Crossing Borders: Migration and the Shaping of Global Political Theory is a research project dedicated to rethinking the normative foundations of migration justice from the standpoint of global political theory.
The project investigates how contemporary border regimes produce and reproduce unequal forms of vulnerability, exclusion, and belonging in a world still shaped by colonial legacies, slavery, racial hierarchies, and persistent global asymmetries.
Concern
Its central concern is not only whether states may control borders, but how such control can be normatively evaluated when it operates within historically constituted structures of domination.
By placing the movement of migrants rendered undesirable at the center of analysis, the project examines the moral and political tensions between sovereign border control, reparative justice, humanitarian protection, racial and social exclusion, and the claims of those displaced by labor, climate, and geopolitical inequalities.
Goals & Contribution
Grounded in the Brazilian and Latin American experience, Crossing Borders seeks to develop a contextual and critical theory of migration capable of expanding the canonical frameworks of migration ethics.
In doing so, it contributes to the formation of a global political theory attentive to experiences, conflicts, and normative demands that have often remained marginal in dominant debates on borders, mobility, and justice.

Crossing Borders is organized around three interconnected research themes.

1. Reparative Justice and Global North Border Regimes
Examines the normative obligations generated by colonial legacies in border regimes of the Global North, with particular attention to Brazilian migration to the European Union.
Image: Varvara Shavrova – “Migrant Crisis 7”, series of 37 drawings (2015-2016).

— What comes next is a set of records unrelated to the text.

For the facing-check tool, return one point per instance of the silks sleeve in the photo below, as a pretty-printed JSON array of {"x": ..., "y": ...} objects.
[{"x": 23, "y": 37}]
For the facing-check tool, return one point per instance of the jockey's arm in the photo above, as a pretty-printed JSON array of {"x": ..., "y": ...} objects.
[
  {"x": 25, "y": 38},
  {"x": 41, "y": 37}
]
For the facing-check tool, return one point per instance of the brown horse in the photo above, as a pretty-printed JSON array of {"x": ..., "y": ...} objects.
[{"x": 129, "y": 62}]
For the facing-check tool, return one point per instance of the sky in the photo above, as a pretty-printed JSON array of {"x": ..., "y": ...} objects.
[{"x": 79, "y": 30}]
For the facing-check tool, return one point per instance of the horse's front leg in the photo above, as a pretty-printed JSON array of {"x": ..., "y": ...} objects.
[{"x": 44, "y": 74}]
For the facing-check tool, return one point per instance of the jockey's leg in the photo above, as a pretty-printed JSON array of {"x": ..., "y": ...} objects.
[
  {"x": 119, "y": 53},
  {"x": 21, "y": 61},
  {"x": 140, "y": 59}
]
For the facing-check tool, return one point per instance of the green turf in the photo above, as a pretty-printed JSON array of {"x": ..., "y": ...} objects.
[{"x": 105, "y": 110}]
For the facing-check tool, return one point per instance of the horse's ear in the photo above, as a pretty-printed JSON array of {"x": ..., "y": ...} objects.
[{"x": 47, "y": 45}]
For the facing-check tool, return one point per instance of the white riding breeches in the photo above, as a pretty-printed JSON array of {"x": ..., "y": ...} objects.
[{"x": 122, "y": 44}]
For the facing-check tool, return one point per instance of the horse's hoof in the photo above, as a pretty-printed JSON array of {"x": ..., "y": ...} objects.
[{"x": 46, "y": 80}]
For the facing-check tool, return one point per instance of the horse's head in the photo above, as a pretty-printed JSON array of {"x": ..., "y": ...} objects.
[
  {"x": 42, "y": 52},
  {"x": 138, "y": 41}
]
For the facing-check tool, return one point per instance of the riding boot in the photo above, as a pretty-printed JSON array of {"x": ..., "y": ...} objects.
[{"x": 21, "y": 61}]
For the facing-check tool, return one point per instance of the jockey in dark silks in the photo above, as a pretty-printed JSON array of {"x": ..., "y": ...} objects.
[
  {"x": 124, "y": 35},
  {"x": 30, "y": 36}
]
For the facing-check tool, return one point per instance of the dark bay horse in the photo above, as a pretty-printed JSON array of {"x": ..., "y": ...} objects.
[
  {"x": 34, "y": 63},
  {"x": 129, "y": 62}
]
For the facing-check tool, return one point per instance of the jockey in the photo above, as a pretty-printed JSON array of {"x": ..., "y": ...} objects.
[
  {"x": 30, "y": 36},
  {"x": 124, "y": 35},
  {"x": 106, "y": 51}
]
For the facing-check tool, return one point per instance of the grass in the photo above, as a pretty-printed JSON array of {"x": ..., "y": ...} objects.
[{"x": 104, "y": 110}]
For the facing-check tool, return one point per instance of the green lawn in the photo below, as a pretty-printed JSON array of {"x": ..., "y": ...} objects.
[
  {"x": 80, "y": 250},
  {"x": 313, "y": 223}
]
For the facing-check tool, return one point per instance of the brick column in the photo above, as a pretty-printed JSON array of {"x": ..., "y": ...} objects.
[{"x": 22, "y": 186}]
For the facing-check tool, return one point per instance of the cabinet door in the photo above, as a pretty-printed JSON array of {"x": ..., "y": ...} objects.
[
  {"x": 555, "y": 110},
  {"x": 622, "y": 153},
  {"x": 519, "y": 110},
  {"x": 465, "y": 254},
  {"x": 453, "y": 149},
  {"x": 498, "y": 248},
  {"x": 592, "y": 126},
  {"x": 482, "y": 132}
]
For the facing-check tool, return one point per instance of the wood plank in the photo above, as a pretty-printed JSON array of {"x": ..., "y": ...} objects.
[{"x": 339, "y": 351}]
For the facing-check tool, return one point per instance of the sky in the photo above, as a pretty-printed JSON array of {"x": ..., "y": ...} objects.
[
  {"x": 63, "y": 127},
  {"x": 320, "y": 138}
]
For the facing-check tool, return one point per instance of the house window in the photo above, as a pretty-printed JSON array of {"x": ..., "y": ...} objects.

Courtesy of Patrick Heide Contemporary Art. All rights reserved.
2. Racialized Exclusion and Migration Governance in the Global South
Investigates how migration policies in countries such as Brazil produce social and racial exclusion, and what these dynamics imply for the legitimacy of border control.
Image: Taller Yonke (Alberto Morackis & Guadalupe Serrano) – “Border Dynamics”. On permanent display at the University of Arizona. All rights reserved.


3. Latin American Migration Ethics and Global Political Theory
Develops a contextual and critical account of migration justice grounded in Latin American experiences and in the historical effects of colonialism and slavery.